“Do you like your house?” asked Herbert.

“I shall like it by-and-by, no doubt,” was the doctor’s answer. “I should like it now, but for the paint. The smell is dreadful.”

“Oh, that will soon go off,” cried Herbert.

“Yes, I hope so: or I fear it will make me ill.”

In going back we took Crabb Ravine, and were at home in no time. They asked me to stay dinner, and I did so. We had a loin of lamb, and a raspberry tart, if any one is curious to know. Dr. Lewis had taken a fancy to me: I don’t know why, unless it was that he had liked my father; and I’m sure I had taken one to them. But the paint did smell badly, and that’s the truth.

In all my days I don’t think I ever saw a man so incapable as Dr. Lewis; so helpless in the common affairs of life. What he would have done without Anne, I know not. He was just fit to sit down and be led like a child; to have said to him—Come here, go there; do this, do the other. Therefore, when he asked me to run in in the morning and see if he wanted anything, I was not surprised. Anne thought he might be glad of my shoulder to lean upon when he walked about the garden.

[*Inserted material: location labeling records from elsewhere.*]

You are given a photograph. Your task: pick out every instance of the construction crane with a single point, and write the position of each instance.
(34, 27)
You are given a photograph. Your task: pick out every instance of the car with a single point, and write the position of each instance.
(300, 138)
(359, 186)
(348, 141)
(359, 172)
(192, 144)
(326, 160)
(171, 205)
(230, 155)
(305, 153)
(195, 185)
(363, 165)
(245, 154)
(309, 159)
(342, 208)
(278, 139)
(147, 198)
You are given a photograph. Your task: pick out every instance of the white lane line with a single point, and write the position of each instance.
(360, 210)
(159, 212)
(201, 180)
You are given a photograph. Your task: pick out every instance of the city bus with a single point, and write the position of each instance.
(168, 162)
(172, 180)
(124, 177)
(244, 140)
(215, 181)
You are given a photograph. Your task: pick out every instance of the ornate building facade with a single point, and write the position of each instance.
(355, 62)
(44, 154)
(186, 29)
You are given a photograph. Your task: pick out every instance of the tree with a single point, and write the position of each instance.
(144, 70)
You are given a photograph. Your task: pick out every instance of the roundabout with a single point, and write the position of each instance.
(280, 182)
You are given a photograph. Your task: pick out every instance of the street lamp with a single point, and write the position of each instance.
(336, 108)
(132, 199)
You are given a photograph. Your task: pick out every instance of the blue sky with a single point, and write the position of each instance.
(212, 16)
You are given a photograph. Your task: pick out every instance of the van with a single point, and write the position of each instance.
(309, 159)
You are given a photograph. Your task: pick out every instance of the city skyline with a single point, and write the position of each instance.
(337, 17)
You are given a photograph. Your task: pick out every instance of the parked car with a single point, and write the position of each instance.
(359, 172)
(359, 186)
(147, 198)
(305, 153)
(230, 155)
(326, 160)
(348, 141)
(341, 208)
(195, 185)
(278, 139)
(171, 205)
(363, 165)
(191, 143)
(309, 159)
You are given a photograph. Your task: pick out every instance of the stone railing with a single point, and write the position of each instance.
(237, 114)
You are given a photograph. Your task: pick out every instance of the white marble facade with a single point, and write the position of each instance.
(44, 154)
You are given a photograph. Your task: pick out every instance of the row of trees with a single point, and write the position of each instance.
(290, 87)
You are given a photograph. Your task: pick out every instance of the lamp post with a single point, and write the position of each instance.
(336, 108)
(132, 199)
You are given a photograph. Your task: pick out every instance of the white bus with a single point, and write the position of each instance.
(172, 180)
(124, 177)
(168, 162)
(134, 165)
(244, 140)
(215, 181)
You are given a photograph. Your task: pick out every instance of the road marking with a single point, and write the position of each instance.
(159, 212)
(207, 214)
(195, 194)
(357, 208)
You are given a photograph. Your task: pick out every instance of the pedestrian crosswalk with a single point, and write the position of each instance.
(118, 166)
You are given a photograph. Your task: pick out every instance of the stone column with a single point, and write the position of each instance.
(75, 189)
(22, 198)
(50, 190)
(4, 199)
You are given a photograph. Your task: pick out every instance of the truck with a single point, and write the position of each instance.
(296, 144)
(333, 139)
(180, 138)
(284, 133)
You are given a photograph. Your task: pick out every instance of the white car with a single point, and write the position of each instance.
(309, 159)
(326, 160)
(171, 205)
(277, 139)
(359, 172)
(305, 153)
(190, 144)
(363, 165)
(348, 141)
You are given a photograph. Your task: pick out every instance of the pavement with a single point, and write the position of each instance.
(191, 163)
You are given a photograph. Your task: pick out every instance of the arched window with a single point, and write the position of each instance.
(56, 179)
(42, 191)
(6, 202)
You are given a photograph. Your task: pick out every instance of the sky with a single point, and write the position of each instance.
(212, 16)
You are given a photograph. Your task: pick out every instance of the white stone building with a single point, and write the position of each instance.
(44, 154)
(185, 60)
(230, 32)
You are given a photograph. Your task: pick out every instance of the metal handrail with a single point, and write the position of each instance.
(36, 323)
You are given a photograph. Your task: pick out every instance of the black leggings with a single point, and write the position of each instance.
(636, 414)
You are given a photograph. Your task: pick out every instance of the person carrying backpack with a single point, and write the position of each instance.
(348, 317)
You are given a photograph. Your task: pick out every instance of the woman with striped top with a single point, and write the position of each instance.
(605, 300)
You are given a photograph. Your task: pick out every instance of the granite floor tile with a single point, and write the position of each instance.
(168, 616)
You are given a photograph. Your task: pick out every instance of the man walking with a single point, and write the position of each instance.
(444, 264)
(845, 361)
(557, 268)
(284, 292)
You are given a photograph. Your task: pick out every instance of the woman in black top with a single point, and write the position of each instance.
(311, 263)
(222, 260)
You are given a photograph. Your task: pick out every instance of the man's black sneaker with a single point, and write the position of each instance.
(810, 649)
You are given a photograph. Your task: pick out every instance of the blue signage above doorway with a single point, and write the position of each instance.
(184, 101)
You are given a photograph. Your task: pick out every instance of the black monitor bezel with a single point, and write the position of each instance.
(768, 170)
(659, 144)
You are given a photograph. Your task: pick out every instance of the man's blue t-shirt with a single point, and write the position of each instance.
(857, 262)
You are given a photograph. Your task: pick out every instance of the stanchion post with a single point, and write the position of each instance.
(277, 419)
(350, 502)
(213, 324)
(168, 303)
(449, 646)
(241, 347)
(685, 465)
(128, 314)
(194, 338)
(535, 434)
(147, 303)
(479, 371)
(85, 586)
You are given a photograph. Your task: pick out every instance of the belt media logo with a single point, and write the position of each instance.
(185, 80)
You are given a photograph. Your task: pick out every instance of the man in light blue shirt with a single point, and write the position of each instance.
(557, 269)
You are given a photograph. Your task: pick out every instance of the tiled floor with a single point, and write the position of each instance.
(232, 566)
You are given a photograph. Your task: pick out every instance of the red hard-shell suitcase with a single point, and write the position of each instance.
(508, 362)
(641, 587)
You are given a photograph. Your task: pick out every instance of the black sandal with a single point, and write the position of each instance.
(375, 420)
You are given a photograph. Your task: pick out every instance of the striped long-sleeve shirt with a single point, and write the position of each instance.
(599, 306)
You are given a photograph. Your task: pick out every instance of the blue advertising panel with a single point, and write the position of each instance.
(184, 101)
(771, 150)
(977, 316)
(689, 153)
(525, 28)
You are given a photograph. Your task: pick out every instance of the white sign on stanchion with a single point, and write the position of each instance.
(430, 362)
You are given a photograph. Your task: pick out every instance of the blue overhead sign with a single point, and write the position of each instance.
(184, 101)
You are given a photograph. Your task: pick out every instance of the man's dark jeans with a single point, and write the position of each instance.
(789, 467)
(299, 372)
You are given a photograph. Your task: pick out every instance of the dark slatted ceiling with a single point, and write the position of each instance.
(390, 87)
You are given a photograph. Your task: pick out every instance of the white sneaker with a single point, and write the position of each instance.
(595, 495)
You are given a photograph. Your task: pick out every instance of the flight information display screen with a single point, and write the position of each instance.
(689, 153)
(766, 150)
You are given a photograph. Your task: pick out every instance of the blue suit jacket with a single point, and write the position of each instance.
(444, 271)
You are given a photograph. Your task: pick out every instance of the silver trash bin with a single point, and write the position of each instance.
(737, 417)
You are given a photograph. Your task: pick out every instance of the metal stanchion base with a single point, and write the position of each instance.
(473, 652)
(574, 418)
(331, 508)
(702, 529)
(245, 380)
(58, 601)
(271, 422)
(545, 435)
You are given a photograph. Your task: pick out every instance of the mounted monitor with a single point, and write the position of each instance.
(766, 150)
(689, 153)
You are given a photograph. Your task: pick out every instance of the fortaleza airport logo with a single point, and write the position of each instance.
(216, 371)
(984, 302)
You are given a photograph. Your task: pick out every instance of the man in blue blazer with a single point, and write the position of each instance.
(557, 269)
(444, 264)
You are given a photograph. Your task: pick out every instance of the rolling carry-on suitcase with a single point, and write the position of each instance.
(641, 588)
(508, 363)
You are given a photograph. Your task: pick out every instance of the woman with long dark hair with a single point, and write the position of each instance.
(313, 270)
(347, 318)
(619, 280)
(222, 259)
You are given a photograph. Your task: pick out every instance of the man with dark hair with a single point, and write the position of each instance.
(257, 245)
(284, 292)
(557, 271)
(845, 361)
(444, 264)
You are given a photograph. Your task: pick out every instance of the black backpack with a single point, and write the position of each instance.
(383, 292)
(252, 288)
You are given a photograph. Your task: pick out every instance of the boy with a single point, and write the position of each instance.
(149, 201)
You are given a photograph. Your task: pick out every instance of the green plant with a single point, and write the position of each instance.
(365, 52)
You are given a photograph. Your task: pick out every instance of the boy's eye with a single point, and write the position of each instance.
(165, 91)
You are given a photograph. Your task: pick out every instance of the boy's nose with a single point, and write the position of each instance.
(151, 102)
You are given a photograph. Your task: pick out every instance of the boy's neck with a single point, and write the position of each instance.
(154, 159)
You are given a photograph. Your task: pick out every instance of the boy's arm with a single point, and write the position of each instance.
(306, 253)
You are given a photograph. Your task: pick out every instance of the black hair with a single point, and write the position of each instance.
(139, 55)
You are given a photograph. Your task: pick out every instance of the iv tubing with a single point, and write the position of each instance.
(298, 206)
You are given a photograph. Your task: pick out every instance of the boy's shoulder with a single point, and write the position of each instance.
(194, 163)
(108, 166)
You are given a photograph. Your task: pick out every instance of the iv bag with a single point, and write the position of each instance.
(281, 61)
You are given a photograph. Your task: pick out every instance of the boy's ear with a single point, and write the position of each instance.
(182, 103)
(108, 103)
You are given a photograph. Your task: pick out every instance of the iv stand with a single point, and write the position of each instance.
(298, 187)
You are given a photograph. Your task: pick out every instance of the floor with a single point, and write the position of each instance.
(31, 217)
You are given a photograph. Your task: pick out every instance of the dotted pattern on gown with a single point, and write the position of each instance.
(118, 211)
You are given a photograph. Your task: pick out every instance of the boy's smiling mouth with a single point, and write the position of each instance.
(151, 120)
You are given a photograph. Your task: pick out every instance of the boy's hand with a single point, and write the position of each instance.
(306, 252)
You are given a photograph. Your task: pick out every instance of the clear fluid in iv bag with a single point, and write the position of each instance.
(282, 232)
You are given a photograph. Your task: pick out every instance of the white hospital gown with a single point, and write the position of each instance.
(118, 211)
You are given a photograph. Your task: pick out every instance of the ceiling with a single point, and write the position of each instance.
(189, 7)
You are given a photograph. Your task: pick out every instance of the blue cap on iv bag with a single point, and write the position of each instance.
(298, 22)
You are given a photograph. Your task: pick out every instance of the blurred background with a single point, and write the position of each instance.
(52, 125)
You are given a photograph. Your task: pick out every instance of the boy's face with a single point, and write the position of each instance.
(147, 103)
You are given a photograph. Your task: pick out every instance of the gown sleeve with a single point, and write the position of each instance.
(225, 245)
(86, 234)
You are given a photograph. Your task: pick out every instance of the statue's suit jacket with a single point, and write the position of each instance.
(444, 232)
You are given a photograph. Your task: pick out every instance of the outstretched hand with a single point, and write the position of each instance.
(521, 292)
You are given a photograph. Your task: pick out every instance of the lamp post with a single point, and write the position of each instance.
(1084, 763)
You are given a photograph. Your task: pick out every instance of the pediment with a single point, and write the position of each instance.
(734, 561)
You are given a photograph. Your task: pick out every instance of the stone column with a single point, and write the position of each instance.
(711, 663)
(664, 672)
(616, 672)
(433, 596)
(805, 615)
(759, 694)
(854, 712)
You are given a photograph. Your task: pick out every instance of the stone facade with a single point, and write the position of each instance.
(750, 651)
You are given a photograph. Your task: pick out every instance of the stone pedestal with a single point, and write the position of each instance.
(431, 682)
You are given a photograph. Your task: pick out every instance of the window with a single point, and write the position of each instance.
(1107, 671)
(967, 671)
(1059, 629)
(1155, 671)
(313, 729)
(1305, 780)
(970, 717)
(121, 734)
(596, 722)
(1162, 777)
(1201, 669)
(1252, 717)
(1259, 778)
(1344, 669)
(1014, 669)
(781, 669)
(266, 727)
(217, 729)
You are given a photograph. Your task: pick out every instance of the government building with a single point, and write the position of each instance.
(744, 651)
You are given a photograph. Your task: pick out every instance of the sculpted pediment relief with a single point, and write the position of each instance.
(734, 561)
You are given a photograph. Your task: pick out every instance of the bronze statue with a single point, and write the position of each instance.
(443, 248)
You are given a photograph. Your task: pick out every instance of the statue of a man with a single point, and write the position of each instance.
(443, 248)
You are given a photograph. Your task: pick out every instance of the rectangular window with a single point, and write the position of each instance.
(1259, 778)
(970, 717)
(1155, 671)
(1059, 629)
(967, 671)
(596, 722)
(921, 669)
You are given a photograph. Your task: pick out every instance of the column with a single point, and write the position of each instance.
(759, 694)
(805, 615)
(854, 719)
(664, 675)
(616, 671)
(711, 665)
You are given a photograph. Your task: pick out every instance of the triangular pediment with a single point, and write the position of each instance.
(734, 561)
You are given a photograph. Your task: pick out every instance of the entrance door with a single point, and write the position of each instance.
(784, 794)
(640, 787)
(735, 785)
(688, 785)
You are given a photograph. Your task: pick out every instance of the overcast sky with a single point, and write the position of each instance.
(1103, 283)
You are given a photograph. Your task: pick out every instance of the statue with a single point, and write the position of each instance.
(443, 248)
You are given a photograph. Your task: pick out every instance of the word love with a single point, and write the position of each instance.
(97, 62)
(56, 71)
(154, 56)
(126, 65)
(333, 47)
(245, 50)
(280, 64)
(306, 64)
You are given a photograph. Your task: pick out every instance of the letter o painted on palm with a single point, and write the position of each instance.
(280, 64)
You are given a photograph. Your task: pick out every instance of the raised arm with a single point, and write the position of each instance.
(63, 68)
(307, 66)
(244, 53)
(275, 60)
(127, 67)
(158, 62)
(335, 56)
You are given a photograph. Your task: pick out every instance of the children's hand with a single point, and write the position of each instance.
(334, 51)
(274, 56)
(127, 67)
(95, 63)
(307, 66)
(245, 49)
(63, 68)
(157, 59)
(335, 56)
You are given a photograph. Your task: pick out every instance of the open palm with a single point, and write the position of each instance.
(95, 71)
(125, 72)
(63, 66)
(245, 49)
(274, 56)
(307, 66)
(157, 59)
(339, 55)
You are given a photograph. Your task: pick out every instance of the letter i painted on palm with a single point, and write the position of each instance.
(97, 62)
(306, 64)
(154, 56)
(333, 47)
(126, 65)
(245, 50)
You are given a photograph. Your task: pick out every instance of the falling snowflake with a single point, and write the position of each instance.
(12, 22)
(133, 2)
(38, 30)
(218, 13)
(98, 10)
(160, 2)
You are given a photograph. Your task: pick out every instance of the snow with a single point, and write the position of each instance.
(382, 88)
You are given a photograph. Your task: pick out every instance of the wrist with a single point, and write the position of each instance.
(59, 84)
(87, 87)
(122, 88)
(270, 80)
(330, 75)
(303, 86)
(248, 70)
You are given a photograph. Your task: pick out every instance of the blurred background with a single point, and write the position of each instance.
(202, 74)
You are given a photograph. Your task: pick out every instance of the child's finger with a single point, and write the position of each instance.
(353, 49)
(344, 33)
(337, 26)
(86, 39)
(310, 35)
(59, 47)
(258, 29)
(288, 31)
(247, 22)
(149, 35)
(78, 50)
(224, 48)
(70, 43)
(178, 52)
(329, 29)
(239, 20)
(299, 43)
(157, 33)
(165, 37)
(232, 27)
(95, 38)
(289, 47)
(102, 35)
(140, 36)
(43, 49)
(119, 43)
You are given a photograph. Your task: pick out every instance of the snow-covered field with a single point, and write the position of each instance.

It was past eleven when I arrived there, for I had to do an errand first of all for the Squire. Anne was kneeling down in the parlour amidst a lot of small cuttings of plants, which she had brought from France. They lay on the carpet on pieces of paper. She wore a fresh white cotton gown, with black spots upon it, and a black bow at the throat; and she looked nicer than ever.

“Look here, Johnny; I don’t know what to do. The labels have all come off, and I can’t tell which is which. I suppose I did not fasten them on securely. Sit down—if you can find a chair.”

The chairs and tables were strewed with books, most of them French, and other small articles, just unpacked. I did not want a chair, but knelt down beside her, asking if I could help. She said no, and that she hoped to be straight by the morrow. The doctor had stepped out, she did not know where, “to escape the smell of the paint.”

I was deep in the pages of one of the books, “Les Contes de Ma Bonne,” which Anne said was a great favourite of hers, though it was meant for children; and she had her head, as before, bent over the green sprigs and labels, when a shadow, passing the open glass doors, glanced in and halted. I supposed it must be the doctor; but it was Sir Robert Tenby. Up I started; Anne did the same quietly, and quietly invited him in.